The previous section explained how problems with flavor-changing interactions might be solved in theories with supersymmetry. But another question challenging the model builder is why there should be different flavors of quarks and leptons with different masses in the first place. The Higgs mechanism gives particles their masses, but the precise values are different for each flavor. This can be true only if each of the flavors interacts differently with whatever plays the role of the Higgs particle. Given that the three flavors of each particle type, such as the up, charm, and top quarks, have exactly the same gauge interactions, it’s mysterious that they should all have different masses. Something has to distinguish them, but the particle physics of the Standard Model doesn’t tell us what.
We can try to make models that explain different masses. But almost invariably, any model would also contain unwanted interactions that would change flavor identities. What we need is something that can safely distinguish flavors without producing these problematic interactions.

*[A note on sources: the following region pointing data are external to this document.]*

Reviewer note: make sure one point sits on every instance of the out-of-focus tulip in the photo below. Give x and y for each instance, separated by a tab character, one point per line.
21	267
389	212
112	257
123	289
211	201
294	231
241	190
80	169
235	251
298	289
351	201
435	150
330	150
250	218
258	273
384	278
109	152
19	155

Nima Arkani-Hamed and the German-born physicist Martin Schmaltz assumed that different Standard Model particles were housed on separate branes and that they could explain some masses. Nima and Savas Dimopoulos found another, even simpler possibility. They assumed that there was a brane on which particles of the Standard Model were confined, and that the interactions among particles on this brane treated all flavors identically. But with only
flavor-symmetric interactions, which treat all the flavors the same, all particles would have exactly the same mass. Clearly, we can explain the different masses only if something treats the particles differently.